I have written the code to push the data from Task 1 to XCom, and the code to pull the data from XCom in Task 2. However, Task 2 is unable to pull the data and the value of the variable df_json is None.
I have checked that the key for XCom is the same in both tasks and that the DataFrame is being correctly converted to a JSON string in Task 1. I have also checked that both tasks have provide_context=True set in the PythonOperator.
I have included my code below for reference.
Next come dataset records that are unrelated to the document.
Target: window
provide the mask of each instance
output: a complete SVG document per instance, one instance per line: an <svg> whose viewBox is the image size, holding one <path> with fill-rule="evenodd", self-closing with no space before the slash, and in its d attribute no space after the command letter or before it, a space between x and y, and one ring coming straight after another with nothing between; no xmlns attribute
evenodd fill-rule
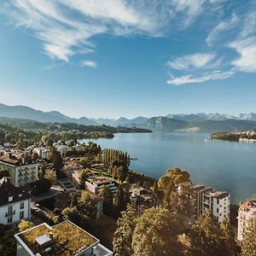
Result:
<svg viewBox="0 0 256 256"><path fill-rule="evenodd" d="M8 223L12 223L13 222L13 218L12 217L9 218L8 220L7 220L7 222Z"/></svg>
<svg viewBox="0 0 256 256"><path fill-rule="evenodd" d="M13 207L8 207L8 213L12 213L13 212Z"/></svg>

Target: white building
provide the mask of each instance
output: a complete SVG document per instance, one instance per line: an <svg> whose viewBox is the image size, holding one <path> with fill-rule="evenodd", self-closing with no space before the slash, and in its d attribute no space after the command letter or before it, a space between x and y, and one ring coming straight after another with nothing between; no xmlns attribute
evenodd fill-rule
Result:
<svg viewBox="0 0 256 256"><path fill-rule="evenodd" d="M242 241L244 233L248 226L248 221L256 213L256 195L240 203L238 210L237 239Z"/></svg>
<svg viewBox="0 0 256 256"><path fill-rule="evenodd" d="M0 223L14 224L30 219L32 195L13 185L8 177L0 180Z"/></svg>
<svg viewBox="0 0 256 256"><path fill-rule="evenodd" d="M65 156L66 155L66 152L69 149L68 146L67 145L60 145L58 143L55 143L54 147L55 148L55 149L61 153L61 156Z"/></svg>
<svg viewBox="0 0 256 256"><path fill-rule="evenodd" d="M118 188L116 186L116 183L114 180L111 177L105 177L105 176L90 176L88 177L85 181L85 189L97 194L99 191L99 189L102 186L108 187L113 195L114 196Z"/></svg>
<svg viewBox="0 0 256 256"><path fill-rule="evenodd" d="M42 159L48 159L49 154L50 151L47 149L46 148L41 147L41 148L34 148L33 152L37 153L39 157Z"/></svg>
<svg viewBox="0 0 256 256"><path fill-rule="evenodd" d="M44 223L15 235L17 256L112 256L100 241L70 221Z"/></svg>
<svg viewBox="0 0 256 256"><path fill-rule="evenodd" d="M9 153L0 157L0 170L9 172L10 182L16 187L38 180L40 164L24 153Z"/></svg>
<svg viewBox="0 0 256 256"><path fill-rule="evenodd" d="M212 188L195 186L196 215L199 218L206 210L211 211L219 222L230 218L230 194L224 191L215 191Z"/></svg>

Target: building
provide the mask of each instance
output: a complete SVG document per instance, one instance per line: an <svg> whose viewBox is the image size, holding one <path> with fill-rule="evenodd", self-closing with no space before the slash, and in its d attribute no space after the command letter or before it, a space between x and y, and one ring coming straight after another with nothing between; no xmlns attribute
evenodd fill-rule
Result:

Can someone help me figure out why Task 2 is unable to pull the data from Task 1 and what I can do to fix this issue?
# Import the necessary modules
# Code Details are here
# create a new dataframe with the same values as the original dataframe
df = filtered_df.copy()
year = datetime.today().year
# convert Day column to string type
df['day'] = df['day'].astype(str)
# extract only the numeric part of the string
df['day'] = df['day'].str.extract('(\d+)')
# create a new column with the month number
df['month_num'] = pd.to_datetime(df['month'], format='%B').dt.month
# create a temporary date column
df['date_temp'] = pd.to_datetime(df['month_num'].astype(
str) + '/' + df['day'].astype(str) + '/' + str(year), format='%m/%d/%Y', errors='coerce')
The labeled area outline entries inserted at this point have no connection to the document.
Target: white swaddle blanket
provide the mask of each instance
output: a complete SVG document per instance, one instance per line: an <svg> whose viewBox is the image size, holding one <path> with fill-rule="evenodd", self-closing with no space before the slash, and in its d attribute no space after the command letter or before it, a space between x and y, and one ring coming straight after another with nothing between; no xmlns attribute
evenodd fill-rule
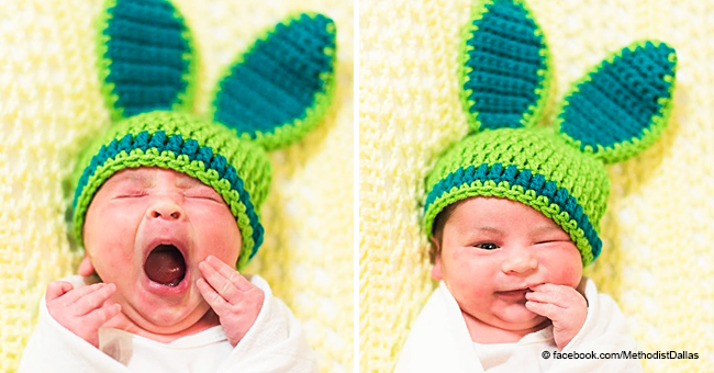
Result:
<svg viewBox="0 0 714 373"><path fill-rule="evenodd" d="M395 372L642 372L637 359L601 355L636 352L637 344L612 297L599 294L589 279L584 294L585 324L562 351L553 339L553 326L515 343L481 344L471 340L456 299L440 281L412 325ZM556 353L561 353L559 359ZM569 359L562 355L567 353Z"/></svg>
<svg viewBox="0 0 714 373"><path fill-rule="evenodd" d="M76 287L82 278L64 279ZM288 306L258 275L250 282L265 292L260 314L233 348L222 326L159 343L123 330L99 329L99 349L59 325L44 296L40 321L20 363L21 373L41 372L317 372L316 357Z"/></svg>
# check for invalid day values
invalid_days = df.loc[df['date_temp'].isnull(), 'day']
# print the invalid day values
print('Invalid day values:', invalid_days.tolist())
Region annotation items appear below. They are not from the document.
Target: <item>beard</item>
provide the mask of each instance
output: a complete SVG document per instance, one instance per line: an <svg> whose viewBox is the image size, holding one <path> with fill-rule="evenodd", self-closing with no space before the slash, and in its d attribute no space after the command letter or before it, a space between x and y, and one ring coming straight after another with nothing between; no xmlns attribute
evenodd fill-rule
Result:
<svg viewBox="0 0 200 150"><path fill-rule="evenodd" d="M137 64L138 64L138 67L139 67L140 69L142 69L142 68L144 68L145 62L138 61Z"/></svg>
# remove rows with invalid day values
df = df.drop(df.loc[df['date_temp'].isnull()].index)
# create a new column with the date
df['date'] = pd.to_datetime(df['month_num'].astype(
str) + '/' + df['day'].astype(str) + '/' + str(year), format='%m/%d/%Y')
# drop the intermediate columns
df.drop(columns=[ 'date_temp'], inplace=True)
# convert datetime objects to date objects
# df['Date'] = df['Date'].apply(lambda x: x.date())
df['date'] = df['date'].dt.date
# display cleaned dataframe in a Tabular format
print(tabulate(df, headers='keys', tablefmt='mixed_grid'))
# Save the DataFrame as a JSON string
df_json = df.to_json(orient='split', index=False)
# Push the JSON string to XCom
kwargs['ti'].xcom_push(key='transformed_data', value=df_json)
#return df
def push_data_to_bigquery(**kwargs):
# Pull the JSON string from XCom
df_json = kwargs['ti'].xcom_pull(key='transformed_data')
if df_json is not None:
# Convert the JSON string back to a DataFrame
df = pd.read_json(df_json, orient='split')
print(df)
# code to write the data to BigQuery
# df = df.where(pd.notnull(df), None)
# Write the DataFrame to a BigQuery table
# rows_to_insert = cleaned_df.to_dict(orient='records')
# client.insert_rows(table, rows_to_insert)
gbq.to_gbq(df, destination_table=bigquery_table_name,
project_id=project_id, if_exists='replace')
else:
raise ValueError("No data found in XCom for key 'transformed_data'.")
#Create your `PythonOperator` tasks and set the task dependencies:
pull_data_task = PythonOperator(
task_id='pull_data_from_gsheet',
python_callable=pull_data_from_gsheet,
provide_context=True,
dag=dag,
)
push_data_task = PythonOperator(
task_id='push_data_to_bigquery',
python_callable=push_data_to_bigquery,
provide_context=True,
dag=dag,
)
push_data_task.set_downstream(pull_data_task)
Note: I am running the code in my local system for now
I am aware about this as well - " XCom is not designed for passing large amounts of data, so if your DataFrame is very large, I might need to consider using an intermediary storage system (e.g., Google Cloud Storage, S3, etc.) to pass data between tasks."
Task 01 is giving me the output when I am running locally airflow tasks test Gsheet_to_bq pull_data_from_gsheet 2023-03-19 Task 01:enter image description here task 02: enter image description here
Specifically, I am trying to push the transformed data from Task 1 to XCom and then pull the transformed data from XCom in Task 2 to write it to a BigQuery table. However, I am facing some issues with the data not flowing properly between the tasks.
I have tried several approaches to resolve this issue, including ensuring that the XCom key and value are properly specified in both tasks, and ensuring that the JSON string conversion is done properly before pushing the data to XCom. However, I am still unable to get the data to flow properly between the tasks.
Could you please provide me with some guidance or advice on how to resolve this issue? I would greatly appreciate any suggestions or solutions you may have.
Thank you very much for your time and assistance.